Using AI on patents

August 7, 2018

This article was contributed by Andy Oram

Software patents account for more than half of all utility patents granted in the US over the past few years. Clearly, many companies see these patents as a way to fortune and growth, even while software patents are hated by many people working in the free and open-source movements. The field of patenting has now joined the onward march of artificial intelligence. This was the topic of a talk at OSCON 2018 by Van Lindberg, an intellectual-property lawyer, board member and general counsel for the Python Software Foundation, and author of the book Intellectual Property and Open Source.
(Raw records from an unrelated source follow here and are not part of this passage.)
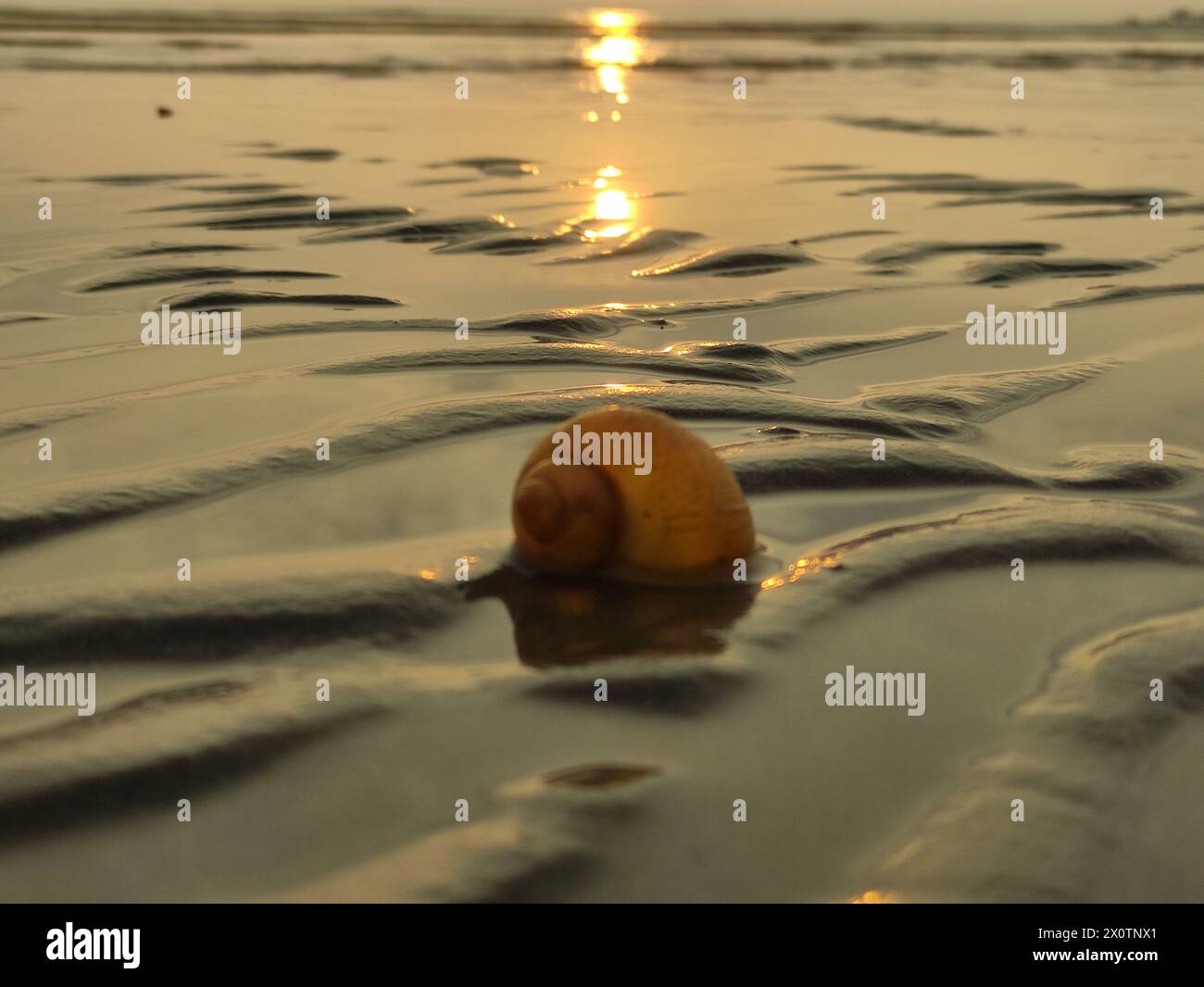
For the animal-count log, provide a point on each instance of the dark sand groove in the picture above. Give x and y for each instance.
(301, 217)
(916, 251)
(552, 323)
(834, 462)
(932, 128)
(980, 396)
(209, 301)
(1135, 293)
(737, 362)
(169, 249)
(203, 743)
(302, 155)
(734, 263)
(940, 408)
(420, 231)
(1028, 526)
(179, 275)
(1094, 722)
(256, 203)
(96, 501)
(242, 615)
(497, 168)
(646, 241)
(1012, 271)
(550, 354)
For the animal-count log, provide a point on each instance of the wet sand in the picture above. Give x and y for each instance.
(600, 263)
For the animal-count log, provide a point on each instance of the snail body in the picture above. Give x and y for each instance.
(685, 510)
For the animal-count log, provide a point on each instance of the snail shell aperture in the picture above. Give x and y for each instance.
(686, 512)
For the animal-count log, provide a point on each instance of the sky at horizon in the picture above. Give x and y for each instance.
(955, 11)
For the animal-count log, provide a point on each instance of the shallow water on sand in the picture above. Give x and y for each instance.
(600, 263)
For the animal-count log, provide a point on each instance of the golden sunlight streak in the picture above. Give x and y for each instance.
(612, 52)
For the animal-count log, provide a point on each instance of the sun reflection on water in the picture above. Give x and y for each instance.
(612, 51)
(613, 207)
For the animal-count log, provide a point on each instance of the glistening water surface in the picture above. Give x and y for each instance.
(603, 213)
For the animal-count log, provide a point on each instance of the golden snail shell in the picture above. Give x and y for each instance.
(685, 513)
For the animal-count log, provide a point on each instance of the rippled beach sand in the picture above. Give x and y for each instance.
(600, 211)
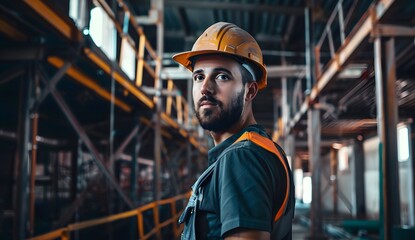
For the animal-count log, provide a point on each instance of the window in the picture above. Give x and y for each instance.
(403, 143)
(103, 32)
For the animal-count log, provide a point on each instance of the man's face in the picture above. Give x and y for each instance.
(218, 92)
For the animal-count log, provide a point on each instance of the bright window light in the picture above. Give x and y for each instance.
(403, 143)
(343, 158)
(128, 59)
(96, 26)
(103, 33)
(298, 181)
(307, 190)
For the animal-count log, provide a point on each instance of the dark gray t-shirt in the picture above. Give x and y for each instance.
(245, 189)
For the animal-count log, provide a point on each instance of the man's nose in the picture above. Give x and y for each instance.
(207, 87)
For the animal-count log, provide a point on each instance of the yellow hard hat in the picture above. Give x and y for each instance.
(227, 38)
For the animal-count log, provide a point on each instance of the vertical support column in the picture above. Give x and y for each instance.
(308, 50)
(333, 178)
(314, 144)
(387, 117)
(35, 118)
(133, 180)
(157, 138)
(359, 179)
(22, 158)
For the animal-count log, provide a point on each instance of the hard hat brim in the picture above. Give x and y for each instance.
(183, 59)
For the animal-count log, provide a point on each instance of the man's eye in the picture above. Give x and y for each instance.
(198, 78)
(222, 77)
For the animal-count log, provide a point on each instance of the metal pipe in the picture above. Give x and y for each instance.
(35, 118)
(359, 179)
(333, 178)
(387, 116)
(314, 138)
(158, 81)
(22, 157)
(308, 50)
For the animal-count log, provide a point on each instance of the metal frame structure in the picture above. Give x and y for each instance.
(168, 117)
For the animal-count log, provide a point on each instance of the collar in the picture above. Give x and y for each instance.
(214, 152)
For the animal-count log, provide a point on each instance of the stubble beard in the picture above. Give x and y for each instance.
(219, 120)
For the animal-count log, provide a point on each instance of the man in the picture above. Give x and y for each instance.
(247, 191)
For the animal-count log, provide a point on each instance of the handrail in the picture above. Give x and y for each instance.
(180, 119)
(64, 233)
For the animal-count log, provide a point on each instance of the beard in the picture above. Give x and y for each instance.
(212, 120)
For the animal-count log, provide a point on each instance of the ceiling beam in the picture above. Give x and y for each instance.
(286, 10)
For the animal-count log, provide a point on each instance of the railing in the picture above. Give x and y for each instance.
(176, 112)
(327, 35)
(65, 232)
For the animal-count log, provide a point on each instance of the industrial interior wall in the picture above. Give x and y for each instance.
(344, 181)
(372, 194)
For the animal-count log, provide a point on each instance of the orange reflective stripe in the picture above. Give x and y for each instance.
(268, 144)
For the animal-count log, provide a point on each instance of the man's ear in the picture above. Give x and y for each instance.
(251, 91)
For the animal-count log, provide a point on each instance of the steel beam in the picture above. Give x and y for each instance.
(314, 138)
(387, 116)
(345, 52)
(51, 84)
(359, 179)
(282, 9)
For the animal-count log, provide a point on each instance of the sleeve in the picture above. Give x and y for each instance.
(246, 189)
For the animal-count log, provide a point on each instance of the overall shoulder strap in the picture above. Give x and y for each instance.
(269, 145)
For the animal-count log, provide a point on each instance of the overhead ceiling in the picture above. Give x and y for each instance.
(348, 103)
(349, 107)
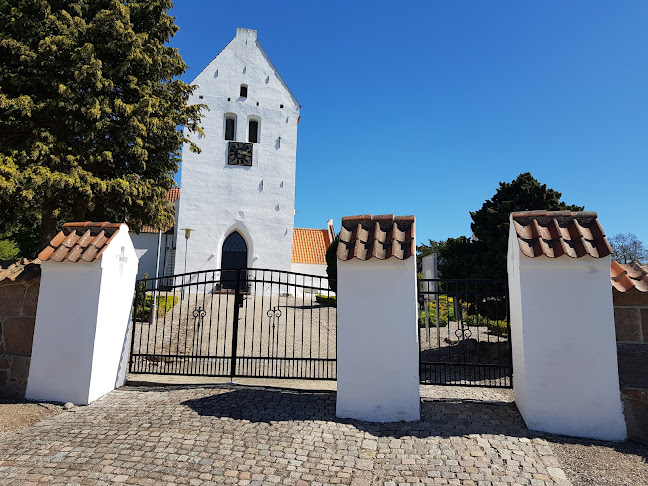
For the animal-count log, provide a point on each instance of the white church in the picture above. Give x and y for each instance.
(236, 206)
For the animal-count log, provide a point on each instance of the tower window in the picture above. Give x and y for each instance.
(230, 127)
(253, 132)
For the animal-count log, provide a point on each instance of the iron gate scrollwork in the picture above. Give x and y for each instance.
(464, 333)
(234, 322)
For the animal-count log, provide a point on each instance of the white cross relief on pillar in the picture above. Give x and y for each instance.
(122, 259)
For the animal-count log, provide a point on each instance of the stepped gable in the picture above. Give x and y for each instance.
(381, 237)
(172, 196)
(80, 242)
(557, 233)
(629, 277)
(21, 270)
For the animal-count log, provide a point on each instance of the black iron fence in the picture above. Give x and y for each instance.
(464, 333)
(237, 322)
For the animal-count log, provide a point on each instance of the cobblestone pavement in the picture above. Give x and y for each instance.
(251, 436)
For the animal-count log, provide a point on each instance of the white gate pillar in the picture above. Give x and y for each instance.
(562, 325)
(377, 336)
(88, 280)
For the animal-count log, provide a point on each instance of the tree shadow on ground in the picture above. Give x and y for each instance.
(439, 417)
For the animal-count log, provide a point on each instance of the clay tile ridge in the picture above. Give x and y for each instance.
(629, 277)
(382, 237)
(557, 233)
(80, 242)
(21, 270)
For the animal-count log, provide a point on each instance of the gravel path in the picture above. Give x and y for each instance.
(598, 463)
(16, 415)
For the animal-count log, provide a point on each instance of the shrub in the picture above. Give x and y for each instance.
(494, 326)
(446, 311)
(164, 303)
(325, 300)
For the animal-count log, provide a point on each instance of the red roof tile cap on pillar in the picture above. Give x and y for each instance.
(80, 242)
(557, 233)
(381, 237)
(629, 277)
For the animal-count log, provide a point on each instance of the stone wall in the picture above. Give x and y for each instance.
(631, 322)
(18, 300)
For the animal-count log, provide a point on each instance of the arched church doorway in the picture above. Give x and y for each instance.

The disruption presented by deep learning ranges from modest enhancements that have already been exploited—making searches for prior art easier—to harbingers of automatic patent generation in the future.

Automating drudgery

For the past couple decades, lawyers have been gradually automating searches through patents, as has already been done with case law. Paying a human patent hunter—a job category all its own—to find prior art that can overturn a patent costs $5,000 to $10,000. As Lindberg said: "It's miserable when people have to do a computer's work." Searching patents presents different challenges from court rulings, but patents have structural similarities that help overcome these challenges.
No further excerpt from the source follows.